If the internal appeal fails, you have the right to request an external review. This sends your case to an Independent Review Organization, a neutral third party that is not affiliated with your insurance company. The IRO evaluates the medical evidence independently and makes a binding decision. That means if they rule in your favor, your insurer must cover the medication. If they rule against you, that decision is also final.
Your denial letter will include instructions for both levels of appeal. Your doctor’s office can help with the clinical side, but you’re the one who needs to initiate the process and stay on top of deadlines.
Common Reasons for Denials
Understanding why prior authorizations get denied helps you avoid the most fixable problems. The most frequent reasons include incomplete documentation (missing lab results, no record of previous medications tried), requesting a brand-name drug when a generic equivalent exists on the formulary, not meeting step therapy requirements, or a diagnosis that doesn’t match the insurer’s approved uses for that medication.
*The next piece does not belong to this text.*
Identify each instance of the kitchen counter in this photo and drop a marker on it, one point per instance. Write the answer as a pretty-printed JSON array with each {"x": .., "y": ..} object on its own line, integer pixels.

Some of these are straightforward to resolve. If the denial is based on missing information, your doctor simply resubmits with the missing pieces. If it’s a step therapy issue, your doctor can document why the preferred alternatives aren’t appropriate for you, whether due to side effects, drug interactions, or a prior failed trial. The key is reading the denial letter carefully. It will specify exactly what criteria weren’t met, which tells your doctor precisely what to address in the appeal.